「今年の予想」なるものについて

新春の風物詩の一つに、「今年の予想」なるものがある。株式、為替、マクロ経済などの予想(高低の幅)を、エコノミストや経営者がほざくという、あれである。


日経平均が史上最高の\38,915円をつけたのは1989年の大納会であった。その後、日経平均が大きく下落していったのはよく知られている。


わたしはかつて「1990年の初頭に、この年の株価暴落を予想していた人は、果していたのだろうか」と思って、この種の予想が載っている1990年年初の日経新聞の縮刷版を調べてみたことがある。興味がある人は見てみて欲しいが、エコノミスト・経営者の予想として、1990年正月の時点では、強気ばっかりで、日経平均5万円とかいう予想が、かなりあった。誰がこのような予想をしていたかは、ここには書かないが、「外した」エコノミストのなかには、その後も政府の審議会などで「活躍」した者もいる。他方で、1990年の暴落を予想していた人はほとんどいなかったように記憶している。
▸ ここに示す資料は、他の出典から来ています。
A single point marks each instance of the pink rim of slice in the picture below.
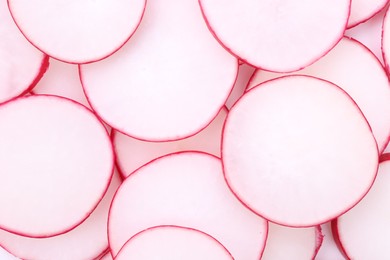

そんな昔のことは調べにくい、というのであれば、2008年正月時点での予想でもよい。この年の世界金融危機による大混乱を見通していたエコノミスト・経営者などいない。予想とはこの程度のものである。この程度の「予想」のなかから、強気の予想を読んで自分を安心させたりしているような人は、投資には向かない。


「今年の予想」なるものは、それを読んで先行きを占うのではなく、その年の12月末まで取っておいて、そのときに、いかにエコノミスト・経営者の年初の予想が当てにならないかを理解する教材として用いることを、お奨めしたい。


わたしは、何も「エコノミストや経営者が馬鹿だ」と言いたいわけではない。市場というものは、しばしば人間の大方の予想を大きく裏切るほど動く、という経験則を述べているだけである。